Text-to-Speech (TTS) is a technology that converts written text into spoken audio using synthetic voices.
What Does TTS Do? 🗣️
TTS reads digital text aloud. For example:
You type "Hello, how are you?"
The TTS system uses a computer-generated voice to say it out loud.
How Does TTS Work? ❓
1. Text Input
You enter or upload the text you want to convert to speech.
2. Linguistic Analysis
The system analyzes pronunciation, punctuation, and intonation to prepare the text for natural-sounding speech.
3. Speech Synthesis
It generates audio using either pre-recorded voice samples or AI-generated voices.

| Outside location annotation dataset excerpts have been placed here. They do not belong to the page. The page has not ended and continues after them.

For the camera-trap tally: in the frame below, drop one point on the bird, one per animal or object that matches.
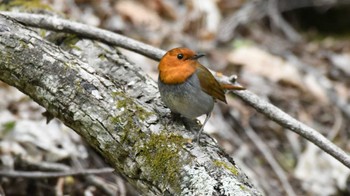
(187, 87)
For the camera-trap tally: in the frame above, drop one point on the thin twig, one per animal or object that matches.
(266, 152)
(36, 174)
(250, 98)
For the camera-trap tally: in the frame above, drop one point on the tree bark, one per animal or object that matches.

What Settings Can I Adjust in CAMB.ai's TTS? ⚙️
Select Voice: You can choose a default voice from the portal or you can create and upload your own. Please check here about voices.

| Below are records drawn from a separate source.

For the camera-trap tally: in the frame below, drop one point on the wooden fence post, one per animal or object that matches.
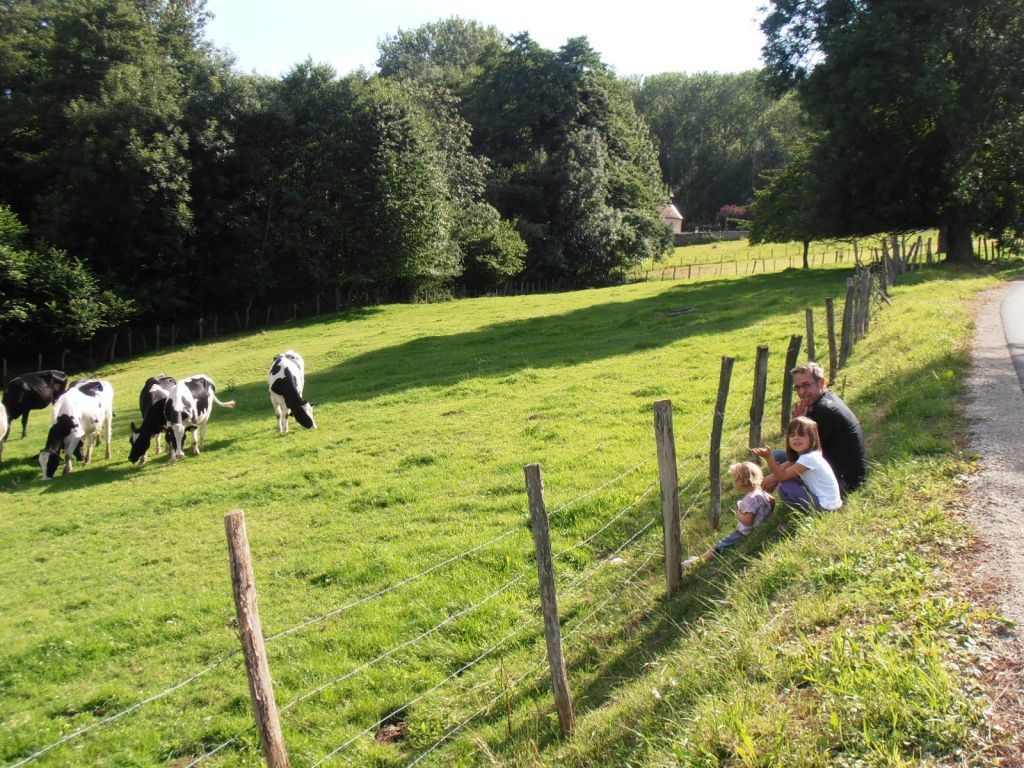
(758, 398)
(846, 344)
(830, 321)
(669, 475)
(792, 353)
(251, 634)
(549, 598)
(715, 464)
(809, 316)
(865, 302)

Language: Select the language of the input text.
How to Generate and Download Audio? ▶️
Steps:
Click on "Generate Speech" to create the audio from your text input.
Once the audio is generated, you can listen to it and download the output by clicking on "Download".

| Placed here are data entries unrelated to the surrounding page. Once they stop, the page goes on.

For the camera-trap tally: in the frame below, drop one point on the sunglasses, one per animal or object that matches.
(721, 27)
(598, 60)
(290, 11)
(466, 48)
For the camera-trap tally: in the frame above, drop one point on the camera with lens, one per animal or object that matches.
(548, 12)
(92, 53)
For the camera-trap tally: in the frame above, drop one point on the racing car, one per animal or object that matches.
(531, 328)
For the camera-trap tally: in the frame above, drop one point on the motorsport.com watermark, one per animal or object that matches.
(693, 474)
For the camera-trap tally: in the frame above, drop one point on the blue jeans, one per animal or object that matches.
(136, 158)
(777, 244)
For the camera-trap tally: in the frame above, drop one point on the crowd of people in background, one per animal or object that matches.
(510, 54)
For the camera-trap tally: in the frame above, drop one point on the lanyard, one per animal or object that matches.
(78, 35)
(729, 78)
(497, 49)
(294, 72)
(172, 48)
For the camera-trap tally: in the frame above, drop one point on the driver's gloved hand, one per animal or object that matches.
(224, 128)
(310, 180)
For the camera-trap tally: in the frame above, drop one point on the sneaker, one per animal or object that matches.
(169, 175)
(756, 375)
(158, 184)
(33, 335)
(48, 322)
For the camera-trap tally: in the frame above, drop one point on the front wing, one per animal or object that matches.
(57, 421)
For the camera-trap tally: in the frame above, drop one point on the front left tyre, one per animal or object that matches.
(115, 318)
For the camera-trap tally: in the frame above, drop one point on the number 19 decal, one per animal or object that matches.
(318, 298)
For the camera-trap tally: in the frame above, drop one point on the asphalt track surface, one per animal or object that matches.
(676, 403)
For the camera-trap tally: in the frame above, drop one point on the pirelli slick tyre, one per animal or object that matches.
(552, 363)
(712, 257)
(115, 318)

Can I Access My Previous TTS Outputs? (TTS History) 🕒
Yes, you can view your TTS history to access previously generated audio files.
You can try TTS by clicking 'Try with sample text', then click 'Generate Speech' to hear the sample audio.
Customize Speech Using SSML Tags
SSML (Speech Synthesis Markup Language) allows you to control how text is spoken by a text-to-speech system. By adding SSML tags to your script, you can introduce pauses, fine-tune pronunciation, and improve the overall natural flow of speech.
Below are some commonly used SSML tags that help enhance voice output:
<break>
Use this tag to insert pauses between words or phrases, giving you better control over speech pacing and emphasis.
Example:
I can help you join your <break time="1.5s"/> tomato fast.
This adds a 1.5-second pause before the word “tomato”.
<phoneme>
This tag lets you customize how a word is pronounced using phonetic notation (such as IPA).
Example:
I can help you join your <phoneme alphabet="ipa" ph="təˈmɑː.tuː">tomato</phoneme> fast.
This ensures the word “tomato” is pronounced exactly as specified using IPA.
💡 Tip: Using SSML thoughtfully can make your voiceovers sound more natural, expressive, and listener-friendly.